After several years, proving myself and my work, I tried to arrange for a ‘work from home’ schedule. However, this was not met favorably this summer when cost calculations of maintaining an office in Manhattan proved to be prohibitive, the argument for working from home finally won out! “This is finally happening,” I thought, barely being able to contain my excitement when the Executive VP sat me down to tell me that my long time ask was becoming a reality.
I dreamed of helping the kids get ready for school and then enjoying quiet mornings after they left. I thought of the smile I would have on my face when the girls would come home, and I would take a break to prepare a snack as they told me about their day. Perfect!
Full disclosure, I am in my late 40’s, and my girls are 15 and 17 years old. Let’s say that my idyllic image of working from home isn’t exactly how I pictured it.
The girls get up exactly 30 minutes before they need to leave for school and speed around yelling out items they are looking for as they prepare to leave. “Where is my blue top? Did you take my white denim skirt? What happened to the forms I was supposed to have you sign?” They grab their lunch, run out the door, barely a ‘bye Mom’, and then hop in the car that the older one drives. And just like that, as soon as the morning hurricane began, it has ended.

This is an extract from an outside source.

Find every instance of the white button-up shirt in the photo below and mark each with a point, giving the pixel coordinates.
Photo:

I am left standing at the door wondering, “Now what?” After I walk the dog, who seems actually grateful, I sit to work. The silence is deafening. It is loudly quiet in the house. Time moves slowly. No one to say hello to, no one to ask, ‘How was your weekend,” no coffee station to walk to for a refill.

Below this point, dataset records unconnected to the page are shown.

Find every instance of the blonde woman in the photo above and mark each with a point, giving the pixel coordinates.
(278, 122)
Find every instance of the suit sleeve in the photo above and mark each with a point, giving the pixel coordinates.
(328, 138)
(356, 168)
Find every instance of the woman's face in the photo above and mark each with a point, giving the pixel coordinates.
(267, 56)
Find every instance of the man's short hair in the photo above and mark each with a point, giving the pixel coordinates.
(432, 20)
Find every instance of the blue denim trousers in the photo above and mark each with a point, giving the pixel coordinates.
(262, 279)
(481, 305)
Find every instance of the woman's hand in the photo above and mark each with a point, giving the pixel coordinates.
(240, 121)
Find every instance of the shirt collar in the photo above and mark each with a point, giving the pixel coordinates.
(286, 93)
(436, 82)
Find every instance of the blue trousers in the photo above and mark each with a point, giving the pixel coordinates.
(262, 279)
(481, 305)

Yes, I think this working from home thing is different, and it will be a challenge. By lunchtime, I am not sure if I should eat at the dining room table or with my laptop as I would do at the office, and I remember I started laundry before I sat down this morning. Am I allowed to get up to switch it to the dryer? My sister calls, and I feel guilty as I take the call. Am I supposed to be taking personal calls while working from home? I wouldn’t think twice when I was at the office, but now it seems taboo like I’m hiding something. I get through the rest of the day thinking, maybe I need background music tomorrow and some ground rules for myself.
By 3 p.m., no one is home. I remember they have swim practice and won’t be home for another two hours. By the time they walk in, I am practically done for the day and thrilled I don’t have a commute home. My teens run into the house with a ‘hi Mom,’ which makes me smile and then a, “It was fine,” when asked how their day was. I am struck by the fact that they really do not need me here to take care of them or to make them breakfast or snack or to do very much for them at all.

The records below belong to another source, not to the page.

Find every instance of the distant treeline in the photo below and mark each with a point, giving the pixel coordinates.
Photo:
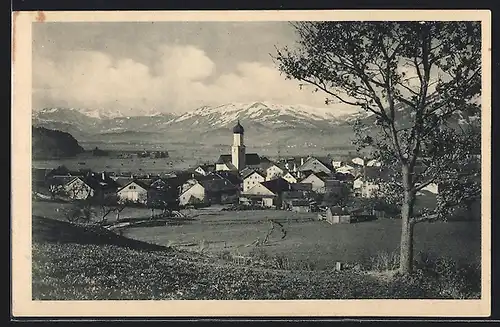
(47, 143)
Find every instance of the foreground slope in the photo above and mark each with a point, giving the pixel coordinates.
(104, 271)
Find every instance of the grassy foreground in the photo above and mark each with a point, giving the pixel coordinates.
(103, 270)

It isn’t the same as when they were little. For years, I remember running around the house in the morning to get them and myself decently dressed, fed, and out the door on time.
So now that I am working from home, what is the upside? Do I wake up tomorrow and shower and get dressed to yet again sit at my laptop all day? Does it matter and to whom? As the old saying goes, “If a tree falls in the forest and no one is there to hear it…,” to whom does it actually matter if I am dressed decently, showered, hair done, makeup?
And then it hits me. It matters to me! If at this point in my life, what my girls need me for is different than I imagined it to be, it still matters. Right now, fulfillment is personal.
It matters to me that before they go to college, I can see them hours later in the morning and then earlier in the afternoon than I would have if I needed to rush for the train. It matters to me that I take care of myself enough to work decently dressed, and dare I say, after some exercising (wow, who had time for that before?).
It is time for me to identify with what matters to me and how I view myself.
I realize I am passionate about what I do, and I value myself enough to get myself together, be dressed, combed, and face this challenge of working from home, and some days without makeup!